I was shocked and immediately looked at him in confusion while still being tied up, realizing he had slammed the door shut while still being inside just turn away from us, Taehyung looked just as confused as to why he decided to lock himself in here with us but soon seokjin Hyung realized as well and opened the door literally running outside the room as well the house instead of simply closing the door behind him. Which he also seemed to forget as I saw literally everyone staring in shock and needing Taehyung to get up and slam the door, but just as he did I heard hobi Hyung yelling, "YOURE A BOTTOM?!?!!" which made me burst into laughter, but Taehyung definitely wasn't so happy as he hit me and scolded me for not locking the door but I quickly reminded him that he didn't give me time to do anything.
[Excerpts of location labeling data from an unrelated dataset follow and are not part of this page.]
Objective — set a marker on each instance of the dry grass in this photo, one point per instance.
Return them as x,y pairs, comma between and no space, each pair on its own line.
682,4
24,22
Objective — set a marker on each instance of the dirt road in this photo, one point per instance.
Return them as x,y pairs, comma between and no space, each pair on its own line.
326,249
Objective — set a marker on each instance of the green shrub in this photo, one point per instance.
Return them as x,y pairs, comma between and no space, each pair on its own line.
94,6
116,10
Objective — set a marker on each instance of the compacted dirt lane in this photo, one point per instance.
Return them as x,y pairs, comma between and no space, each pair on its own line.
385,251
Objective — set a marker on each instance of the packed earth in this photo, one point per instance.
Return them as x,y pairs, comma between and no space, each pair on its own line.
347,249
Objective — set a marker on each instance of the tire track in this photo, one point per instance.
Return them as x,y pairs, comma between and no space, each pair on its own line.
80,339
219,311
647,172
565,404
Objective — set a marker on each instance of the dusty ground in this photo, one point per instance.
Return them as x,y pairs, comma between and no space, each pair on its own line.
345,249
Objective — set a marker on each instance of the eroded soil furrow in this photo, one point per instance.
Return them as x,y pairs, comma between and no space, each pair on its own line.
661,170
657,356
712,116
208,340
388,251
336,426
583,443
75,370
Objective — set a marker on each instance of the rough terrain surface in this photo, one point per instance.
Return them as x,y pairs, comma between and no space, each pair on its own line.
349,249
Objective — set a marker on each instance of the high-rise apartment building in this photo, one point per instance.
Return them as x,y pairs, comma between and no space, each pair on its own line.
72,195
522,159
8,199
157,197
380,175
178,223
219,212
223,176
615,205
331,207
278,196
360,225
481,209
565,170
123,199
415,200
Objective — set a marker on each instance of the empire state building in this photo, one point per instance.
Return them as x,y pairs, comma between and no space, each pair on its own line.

So he just sat down covering his face in embarrassment.
"Hey, it could've been worse." I said, using my foot to tap his shoulder as he still hadn't released me from the ropes, "How!?" He asked, he sounded so pissed off which made me laugh even more.
"You could've been the one that's tied up." I said threw giggles, which quickly got me a death stare and a hit to my foot.
He quickly stood up and ran away still leaving me tied up, I called after him to remind him how tight the ropes were but he just yelled, "Do it yourself!" Then I heard doors slamming from the other side of the house, I saw Hobi Hyung coming in laughing as well luckily this time closing and locking the door.
"I think you gave seokjin a heart attack." He said, grabbing my thigh and giving it a squeeze then sitting down next to me while I was still tied up, "Could you give me a hand Hoseok?" I complained shaking my upper body to showing him hands were tied, instead of helping he simply reached out and held one of my hands, saying a quick, "Here you go."
I groaned and kicked him making him laughed and finally untie me, still smiling at me and mocking me for 'being a bottom', like bitch, WE'RE LITERALLY BOTH ALTHAS, what do you expect(ノಥ,_」ಥ)ノ彡┻━┻
Anyway we ended up cuddling for a little bit after he finally decided to stop teasing me, yes I was still only wearing underwear and yes I was still hard but that's not important.
What's important is that seokjin will never come in without knocking ever again.
After a little while we went out and had dinner with everybody, nothing really seemed to change except Jimin was even quieter then normal but I didn't pay much attention to him.
I did however pay attention to the big giant blush on Taehyungs cute face whenever anyone dared to even so as to look at him, I kicked him underneath table and laughed at the way he flinched, enjoying every last minute of this.
Luckily nobody really cared and was simply shocked that seokjin would just barge in like that, apparently he hadn't been paying attention and didn't realize that Taehyung was with me nor did he realize when we left literally kissing in front of everyone and he just wanted to know if I had anything specific I wanted to have for dinner.
But other then that nobody cared and even though it wasn't brought up they still knew we what we were doing for weeks now, which I kind of assumed, we weren't trying to hide anything and nobody really understood what was going on between me and Jimin in the first place so they saw nothing in wrong in me and Tae hooking up.